At least one household was known to have reared the occasional sheep, but pigs were the big thing. With the Evergreen Bacon Factory just a couple of hundred yards away, it made sense to cultivate the raw materials.
More sensitive souls may have felt slightly queasy come Christmas dinner, with the squeals of pigs still ringing in their ears on the way to meet their maker.
The owners of No 39 Quaker Road found much to rejoice in when they bought their home 33 years ago.
Having bought the house, it took 13 large builder’s skips to clear it out.
“I found husks [from pig meal] when I was digging the ground. All the houses around here had pigsties and they would have supplied the bacon factory on Evergreen Road or they’d have had a pig slaughtered at Christmas for ham and a few bob,” says the man of the house.
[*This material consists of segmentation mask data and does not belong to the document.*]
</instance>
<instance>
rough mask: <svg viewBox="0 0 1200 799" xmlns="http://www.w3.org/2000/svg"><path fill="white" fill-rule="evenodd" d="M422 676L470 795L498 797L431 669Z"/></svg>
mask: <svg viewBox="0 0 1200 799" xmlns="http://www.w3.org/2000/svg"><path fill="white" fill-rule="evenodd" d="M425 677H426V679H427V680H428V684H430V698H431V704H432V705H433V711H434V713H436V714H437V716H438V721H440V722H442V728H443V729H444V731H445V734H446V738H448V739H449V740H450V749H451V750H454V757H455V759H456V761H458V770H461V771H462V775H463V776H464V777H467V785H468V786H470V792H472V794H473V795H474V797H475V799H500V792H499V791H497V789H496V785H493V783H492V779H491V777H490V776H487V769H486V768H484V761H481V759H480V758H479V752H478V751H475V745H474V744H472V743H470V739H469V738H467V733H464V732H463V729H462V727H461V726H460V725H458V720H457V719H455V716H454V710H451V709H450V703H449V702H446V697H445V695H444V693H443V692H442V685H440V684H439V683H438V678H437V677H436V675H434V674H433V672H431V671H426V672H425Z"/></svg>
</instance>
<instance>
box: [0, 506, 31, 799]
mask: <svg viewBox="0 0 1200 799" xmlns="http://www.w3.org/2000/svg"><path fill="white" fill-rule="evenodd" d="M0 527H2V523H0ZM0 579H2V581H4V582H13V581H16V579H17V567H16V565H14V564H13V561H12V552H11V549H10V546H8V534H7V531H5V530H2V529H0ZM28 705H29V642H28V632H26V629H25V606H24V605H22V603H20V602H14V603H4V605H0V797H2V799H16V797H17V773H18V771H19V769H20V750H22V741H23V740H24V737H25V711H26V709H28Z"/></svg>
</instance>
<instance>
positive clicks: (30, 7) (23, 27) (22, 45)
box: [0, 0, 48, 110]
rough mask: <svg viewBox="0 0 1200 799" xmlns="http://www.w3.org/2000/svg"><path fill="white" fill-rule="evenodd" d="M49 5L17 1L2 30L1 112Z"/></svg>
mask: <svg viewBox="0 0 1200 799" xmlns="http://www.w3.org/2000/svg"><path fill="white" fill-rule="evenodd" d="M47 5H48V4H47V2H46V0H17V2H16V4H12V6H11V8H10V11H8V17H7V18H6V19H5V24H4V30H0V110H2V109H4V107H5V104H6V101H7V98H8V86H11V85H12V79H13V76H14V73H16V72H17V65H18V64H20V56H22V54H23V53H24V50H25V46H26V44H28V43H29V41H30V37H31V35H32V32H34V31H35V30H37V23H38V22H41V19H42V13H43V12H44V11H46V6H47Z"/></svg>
When they bought their home in the early 1990s, it was a two up/two down property, with walls lined with layer upon layer of wallpaper and floors covered with layer upon layer of lino.
“We really didn’t want to move to the suburbs, so instead we decided to do a big extension,” says the woman of the house.
The extension went across three levels. The ground-floor former pigsty to the rear became a fully-fledged, brightly-lit artist’s workshop with raised roof and several skylights and a door to the rear garden. The man of the house, who for years designed signs for shops and pubs all over the city, could now paint in comfort. The main open-plan living space was extended backwards too, deeper into the garden. The kitchen moved back with it. Like the workshop, it’s a light-filled space, with glazing overhead and along the back wall, from where a door leads to a natural stone patio. A dazzling bougainvillea plant, brought over from France, adds a rustic charm to the kitchen, along with the countertops, forged by the artist-owner out of salvaged roof beams, when they renovated the roof while adding a third floor (they added solar panels too).
The back garden, a lovely blend of colour, form, and texture, also benefited from an artist’s eye, and it’s been a wonderful asset for all of the family. When the kids were growing up, it was a safe, enclosed space.
“When I’m in the garden, I don’t feel like I’m in the city, yet the hum of city life is all around us,” says the woman of the house, who is originally from Brittany. She loved their convenience to the city centre, and the ease with which she could nip down to the English Market to pick up ingredients for cooking.
“It has remarkable, bespoke, artistic features throughout and has a highly functional and attractive layout,” he adds.